The sect chief, who turned 50 on the same day when the country marked 70 years of Independence, was convicted of rape by a CBI court in Panchkula on Friday, leading to some violence by his supporters. He has two shades to his personality as the head of the cash-rich Dera Sacha Sauda (DSS) sect — one of leader of social causes and another for controversies.
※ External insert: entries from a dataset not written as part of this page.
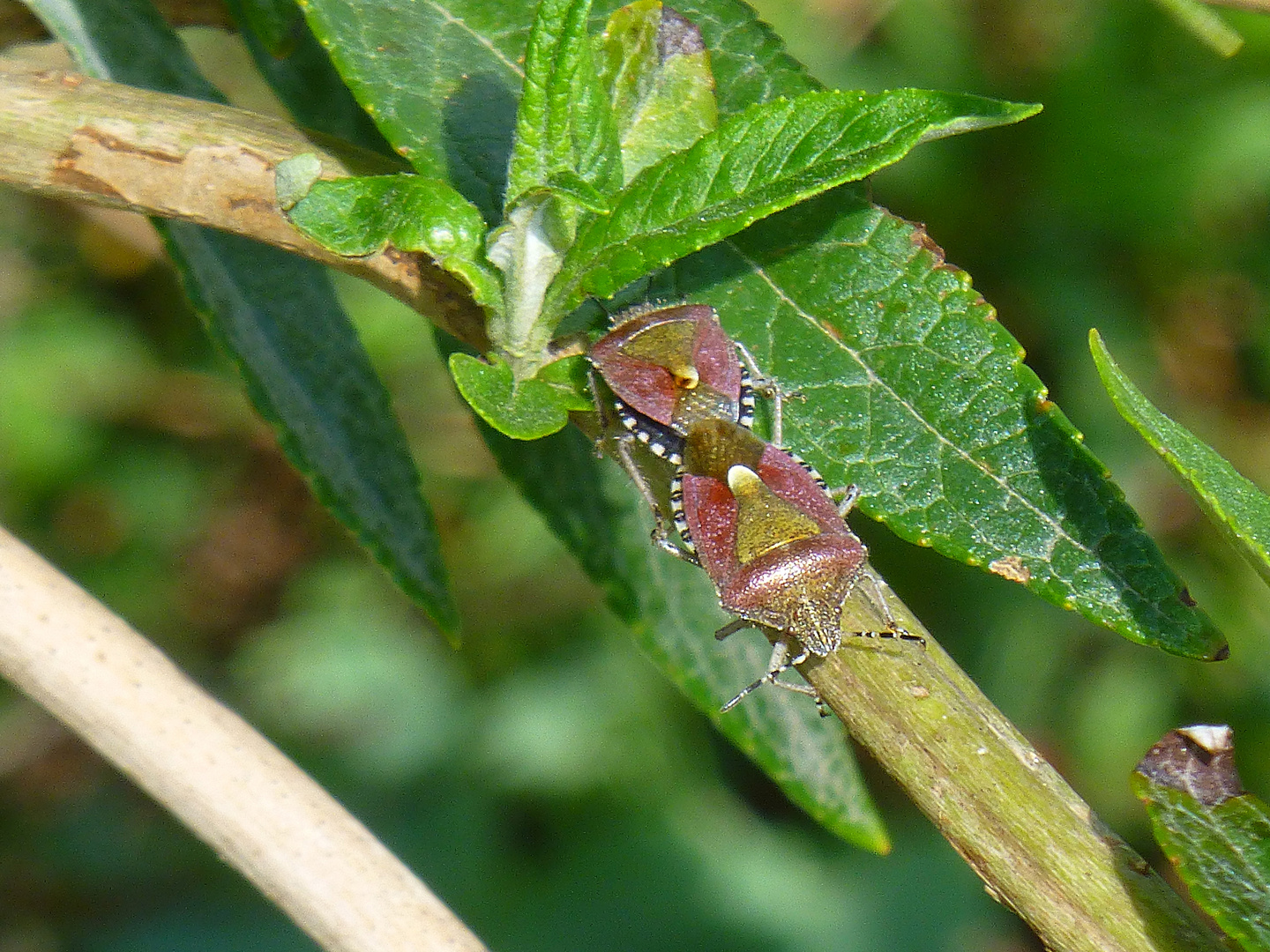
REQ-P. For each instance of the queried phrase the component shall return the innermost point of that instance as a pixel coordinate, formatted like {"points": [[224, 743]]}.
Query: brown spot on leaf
{"points": [[1198, 761], [1011, 568]]}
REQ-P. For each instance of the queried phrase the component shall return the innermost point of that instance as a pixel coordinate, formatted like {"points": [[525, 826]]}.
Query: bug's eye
{"points": [[686, 377]]}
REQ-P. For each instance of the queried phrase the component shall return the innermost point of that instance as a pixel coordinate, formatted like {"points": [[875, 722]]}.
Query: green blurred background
{"points": [[544, 779]]}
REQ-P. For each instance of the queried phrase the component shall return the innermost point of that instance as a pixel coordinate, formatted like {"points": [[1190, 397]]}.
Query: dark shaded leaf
{"points": [[1215, 834], [563, 122], [362, 216], [528, 409], [300, 72], [759, 161], [279, 319], [657, 71]]}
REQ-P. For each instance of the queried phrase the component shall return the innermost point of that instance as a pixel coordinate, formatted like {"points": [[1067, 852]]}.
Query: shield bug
{"points": [[764, 525], [669, 367]]}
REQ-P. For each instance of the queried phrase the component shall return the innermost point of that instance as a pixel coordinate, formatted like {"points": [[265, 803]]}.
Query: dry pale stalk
{"points": [[211, 768]]}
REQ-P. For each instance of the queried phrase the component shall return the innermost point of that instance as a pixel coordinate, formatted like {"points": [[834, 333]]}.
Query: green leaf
{"points": [[442, 81], [657, 71], [673, 612], [528, 409], [1232, 502], [274, 23], [580, 192], [277, 316], [915, 392], [1206, 26], [300, 72], [361, 216], [1217, 836], [308, 375], [767, 158], [564, 122]]}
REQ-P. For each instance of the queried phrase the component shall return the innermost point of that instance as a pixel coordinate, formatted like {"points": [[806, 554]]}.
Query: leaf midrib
{"points": [[479, 37]]}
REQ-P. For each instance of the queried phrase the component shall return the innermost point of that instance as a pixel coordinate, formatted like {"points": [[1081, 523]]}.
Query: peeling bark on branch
{"points": [[78, 138]]}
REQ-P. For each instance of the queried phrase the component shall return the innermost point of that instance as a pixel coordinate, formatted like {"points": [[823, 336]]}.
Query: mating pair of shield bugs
{"points": [[759, 521]]}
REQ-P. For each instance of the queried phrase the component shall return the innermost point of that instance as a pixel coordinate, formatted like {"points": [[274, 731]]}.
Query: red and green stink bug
{"points": [[764, 525], [669, 368]]}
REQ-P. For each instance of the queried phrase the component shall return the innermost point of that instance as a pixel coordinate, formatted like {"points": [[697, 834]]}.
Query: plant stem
{"points": [[84, 140], [210, 768], [1038, 847]]}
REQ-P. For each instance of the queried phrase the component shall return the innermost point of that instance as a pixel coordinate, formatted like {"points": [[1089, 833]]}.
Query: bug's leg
{"points": [[846, 496], [660, 534], [780, 663], [770, 389], [733, 628], [894, 629]]}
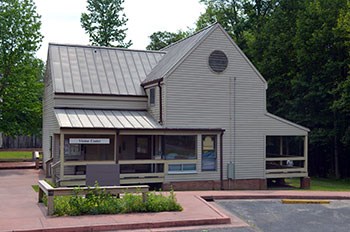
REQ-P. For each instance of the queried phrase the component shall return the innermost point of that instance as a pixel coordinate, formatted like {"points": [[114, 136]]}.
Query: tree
{"points": [[321, 62], [105, 23], [21, 73], [162, 39], [302, 49], [229, 14]]}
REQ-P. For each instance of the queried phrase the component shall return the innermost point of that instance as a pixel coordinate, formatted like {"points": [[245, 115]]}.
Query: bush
{"points": [[97, 201]]}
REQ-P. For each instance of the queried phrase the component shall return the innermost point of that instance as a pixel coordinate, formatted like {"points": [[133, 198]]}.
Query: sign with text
{"points": [[88, 141]]}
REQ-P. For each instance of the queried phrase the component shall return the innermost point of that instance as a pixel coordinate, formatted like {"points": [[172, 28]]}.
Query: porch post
{"points": [[281, 146], [306, 151], [61, 155], [117, 146]]}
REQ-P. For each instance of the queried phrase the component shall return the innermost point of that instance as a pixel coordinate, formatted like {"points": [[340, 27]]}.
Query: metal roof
{"points": [[100, 70], [118, 119], [176, 52]]}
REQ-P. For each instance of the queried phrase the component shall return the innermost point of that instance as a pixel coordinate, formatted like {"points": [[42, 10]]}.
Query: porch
{"points": [[143, 156]]}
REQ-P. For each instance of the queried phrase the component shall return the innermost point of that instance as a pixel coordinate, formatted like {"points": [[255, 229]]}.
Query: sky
{"points": [[61, 20]]}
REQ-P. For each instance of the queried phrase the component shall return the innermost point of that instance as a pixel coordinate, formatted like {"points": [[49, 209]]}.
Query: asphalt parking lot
{"points": [[273, 216]]}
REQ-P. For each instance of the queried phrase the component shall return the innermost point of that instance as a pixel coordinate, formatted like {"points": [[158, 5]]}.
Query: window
{"points": [[218, 61], [88, 147], [209, 154], [181, 168], [180, 147], [152, 96]]}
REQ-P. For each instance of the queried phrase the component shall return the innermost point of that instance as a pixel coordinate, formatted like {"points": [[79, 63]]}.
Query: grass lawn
{"points": [[323, 184], [15, 155]]}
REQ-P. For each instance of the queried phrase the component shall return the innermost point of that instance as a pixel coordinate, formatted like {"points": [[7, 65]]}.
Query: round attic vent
{"points": [[218, 61]]}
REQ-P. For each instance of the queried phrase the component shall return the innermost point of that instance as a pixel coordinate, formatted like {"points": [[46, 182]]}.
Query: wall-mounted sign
{"points": [[88, 141]]}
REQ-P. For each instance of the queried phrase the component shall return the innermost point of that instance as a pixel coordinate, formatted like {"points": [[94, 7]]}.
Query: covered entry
{"points": [[144, 150]]}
He led an enigmatic life of ultra-luxury and pomp in public appearances
The sect has under its belt several Guinness World Records, including largest blood donation camps in 2003, 2004 and 2010; has rehabilitated prostitutes, transgenders, alcoholics and drug addicts; and carried out disaster relief — from the December 2004 Tsumani and Gujarat earthquake to flash floods in Uttarakhand.
The social activities of the sect — from blood donation camps to running educational institutions and carrying out social welfare measures, have made it popular among millions of its followers, mostly from the poorers sections of the oppressed castes in society.
The DSS claims that it has over 7 crore followers across the country and abroad. A vast majority of these are in Haryana, Punjab and Rajasthan.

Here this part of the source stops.